The school also provided an ASL interpreter for a portion of last year, but they have taken that service away for the upcoming school year, in part because Sam’s hearing loss does not meet the state of Georgia’s criteria for “deaf or hard of hearing,” meaning the district isn’t compelled to provide him instruction in ASL.
“It’s that whole theory of ‘he’s not deaf enough, I don’t know if you know how offensive that is',” says Tabitha. “I’m being told, ‘but he can hear,’ and I’m saying ‘but he can’t hear all of it.’ ”
As she awaits some resolution from OCR, Tabitha is considering a lawsuit against the district. NPR spoke with several parents of students with disabilities around the country who say their OCR cases are taking months, even years to resolve. Many, like Tabitha, are seeking outside help from advocates and lawyers to address their concerns.
“These parents are right to be concerned about how long it can take,” says Catherine Llahmon, the assistant secretary for civil rights at the Education Department. She acknowledges the frustration that parents and educators alike are experiencing in the face of rising disability discrimination complaints, which she calls “deeply, deeply concerning.”
But she says her office’s case managers are overwhelmed, each carrying 50 or more cases. Nonetheless, she says 16,448 of the 19,201 cases in the last fiscal year were resolved.
She notes that these investigations involve a long and complicated process. And while she knows that adds to parents’ frustrations, she says the department owes them “the careful evaluation of facts, careful investigation of the documentary record, talking to people at the school, as well as talking to witnesses and to families about their experience.”
Llahmon says that in the first year of the Biden administration, the OCR streamlined the online process for filing complaints to make it easier for parents. In the last fiscal year, they also added an option for “early mediation,” which allows parents and districts to agree to a single meeting with an OCR mediator to resolve their concerns rather than going through a lengthier investigation process.
“We've seen more than a 500% increase in the successful resolutions by mediation since we have had that process in place,” says Llahmon.
Tabitha and John have previously tried mediation through a state complaint, but they were dissatisfied with that process, so they opted for a full, federal investigation this time.
A glimpse of what progress looks like
As the new school year approaches, Tabitha is cautiously excited about a new development. For a few weeks, the school district has been providing Sam with instruction in ASL.
Jessica, Sam’s new teacher for the deaf and hard of hearing, is spending an hour a day, 5 days a week with Sam, via Zoom. Both she and Tabitha say they have seen his vocabulary and expression expand since the lessons started.
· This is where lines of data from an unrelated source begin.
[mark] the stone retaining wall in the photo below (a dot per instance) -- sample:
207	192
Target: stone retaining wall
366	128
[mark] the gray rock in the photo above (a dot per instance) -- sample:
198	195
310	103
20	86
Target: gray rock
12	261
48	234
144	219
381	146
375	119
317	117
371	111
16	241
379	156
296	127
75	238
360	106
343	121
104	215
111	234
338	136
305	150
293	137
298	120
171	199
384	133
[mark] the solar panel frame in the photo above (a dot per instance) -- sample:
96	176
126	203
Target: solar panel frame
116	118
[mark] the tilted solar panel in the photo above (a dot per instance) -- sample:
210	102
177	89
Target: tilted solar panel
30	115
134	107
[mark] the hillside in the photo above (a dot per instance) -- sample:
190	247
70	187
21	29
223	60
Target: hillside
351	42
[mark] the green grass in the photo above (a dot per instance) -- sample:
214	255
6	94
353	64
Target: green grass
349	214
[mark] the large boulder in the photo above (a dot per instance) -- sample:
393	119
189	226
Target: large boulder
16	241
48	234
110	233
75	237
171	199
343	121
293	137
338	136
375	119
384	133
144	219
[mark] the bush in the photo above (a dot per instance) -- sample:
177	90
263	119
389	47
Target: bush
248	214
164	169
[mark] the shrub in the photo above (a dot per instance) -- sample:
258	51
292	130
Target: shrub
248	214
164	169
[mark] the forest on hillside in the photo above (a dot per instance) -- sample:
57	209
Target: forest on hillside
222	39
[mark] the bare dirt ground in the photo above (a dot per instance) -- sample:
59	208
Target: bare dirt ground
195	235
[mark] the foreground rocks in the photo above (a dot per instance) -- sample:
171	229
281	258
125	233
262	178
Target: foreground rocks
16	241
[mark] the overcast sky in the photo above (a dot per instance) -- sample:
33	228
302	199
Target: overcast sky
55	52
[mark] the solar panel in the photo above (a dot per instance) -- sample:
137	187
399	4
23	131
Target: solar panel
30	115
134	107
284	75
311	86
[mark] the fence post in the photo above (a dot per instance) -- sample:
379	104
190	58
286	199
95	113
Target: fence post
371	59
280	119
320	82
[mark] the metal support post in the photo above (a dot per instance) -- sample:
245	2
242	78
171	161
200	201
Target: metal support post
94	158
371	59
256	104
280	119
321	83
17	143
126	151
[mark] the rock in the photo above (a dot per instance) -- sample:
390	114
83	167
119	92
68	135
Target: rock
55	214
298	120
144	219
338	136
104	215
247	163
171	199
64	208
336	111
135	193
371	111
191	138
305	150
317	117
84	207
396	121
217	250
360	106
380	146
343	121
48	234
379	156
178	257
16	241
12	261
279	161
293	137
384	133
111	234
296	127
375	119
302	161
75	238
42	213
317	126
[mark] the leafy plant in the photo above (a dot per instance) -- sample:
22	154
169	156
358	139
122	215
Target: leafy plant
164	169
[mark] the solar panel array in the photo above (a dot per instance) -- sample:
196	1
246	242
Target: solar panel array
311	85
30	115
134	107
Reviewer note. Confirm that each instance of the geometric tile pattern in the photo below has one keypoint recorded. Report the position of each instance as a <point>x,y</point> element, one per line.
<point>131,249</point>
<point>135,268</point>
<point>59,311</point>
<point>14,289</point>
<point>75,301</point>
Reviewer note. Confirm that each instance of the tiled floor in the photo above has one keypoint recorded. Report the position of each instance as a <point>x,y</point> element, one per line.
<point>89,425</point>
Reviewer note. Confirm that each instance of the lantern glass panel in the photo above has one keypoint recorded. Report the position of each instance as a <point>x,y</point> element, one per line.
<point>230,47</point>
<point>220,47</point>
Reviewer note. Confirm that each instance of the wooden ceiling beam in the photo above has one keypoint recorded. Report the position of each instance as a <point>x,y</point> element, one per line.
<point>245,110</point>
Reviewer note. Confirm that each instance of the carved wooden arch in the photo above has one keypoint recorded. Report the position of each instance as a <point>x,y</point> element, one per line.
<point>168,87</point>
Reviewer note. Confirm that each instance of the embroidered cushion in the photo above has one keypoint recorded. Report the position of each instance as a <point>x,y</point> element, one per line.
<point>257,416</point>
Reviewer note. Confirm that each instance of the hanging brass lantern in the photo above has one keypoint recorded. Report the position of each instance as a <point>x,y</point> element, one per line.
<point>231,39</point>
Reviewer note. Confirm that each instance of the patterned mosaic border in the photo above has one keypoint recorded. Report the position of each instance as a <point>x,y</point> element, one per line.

“It’s just magic,” says Tabitha. “This has been pulling the curtain into a dark room and seeing the light of what’s underneath Sam.”
She says she’s thrilled to watch Sam learning so many new things. “But imagine if this was every day, like it's supposed to be, and all day like it's supposed to be.”
The school district's individualized education plan for Sam next year does not include an ASL interpreter, though his hour-long lessons with Jessica will continue.
And OCR has told Tabitha that staff there are in the final stages of their investigation. In the meantime, she’s been consulting attorneys about a due process claim, but says they likely can’t afford a lawyer.
As the summer weeks roll on, Tabitha is looking ahead to the coming school year, when she hopes Sam’s health will allow him to return to a general education kindergarten classroom with the adequate special education support to learn.
She says she’ll continue fighting for Sam’s rights until he gets the quality education other children receive: “I want him to experience what every 6-year-old little boy gets to experience.”